Da się? Da się! Tak w skrócie można podsumować moje podejście do połączenia laptopa z Linuksem do głośników bez użycia kabli. Poszło łatwiej niż sądziłem, prawie plug & play.
W sumie wszystko co musiałem jest elegancko opisanie w debianowej wiki. Na początek należy się upewnić, że wymagane pakiety są zainstalowane:
aptitude install pulseaudio pulseaudio-module-bluetooth pavucontrol bluez-firmware
U mnie ich brakowało, ale mój system instalowałem z wersji minimalnej, nie lubię mieć w systemie rzeczy, których nie używam. Potem warto zrestartować usługę bluetooth i dźwięku:
service bluetooth restart killall pulseaudio
Ostatnim krokiem jest sparowanie głośników z komputerem podobnie jak każdego innego urządzenia.
Gdy urządzenie jest sparowane wystarczy przełączyć wyjście na głośniki bluetooth.
Dzięki przenośnym głośnikom mogę cieszyć się dźwiękiem z laptopa nie tylko przez słuchawki (te wbudowane pierdziawki nie nadają się prawie do niczego). Wiem też, że mój następny amplituner powinien być wyposażony w bluetooth.
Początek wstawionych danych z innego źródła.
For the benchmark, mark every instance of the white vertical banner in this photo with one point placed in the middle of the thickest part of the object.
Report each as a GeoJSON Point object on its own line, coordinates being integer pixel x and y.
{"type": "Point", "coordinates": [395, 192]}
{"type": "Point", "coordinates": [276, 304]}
Gdy go kupię dźwiękiem z mojego laptopa będą się również mogli cieszyć sąsiedzi. ;-)
zamiast w nowy amplituner możesz zainwestować w odbiornik bluetooth audio search ODBIORNIK AUDIO BLUETOOTH
Sugestia słuszna, ale obecnie mam Unitrę z lat 80 i nawet gdyby dało się do niej podłączyć taki odbiornik to nowy amplituner i tak chcę kupić.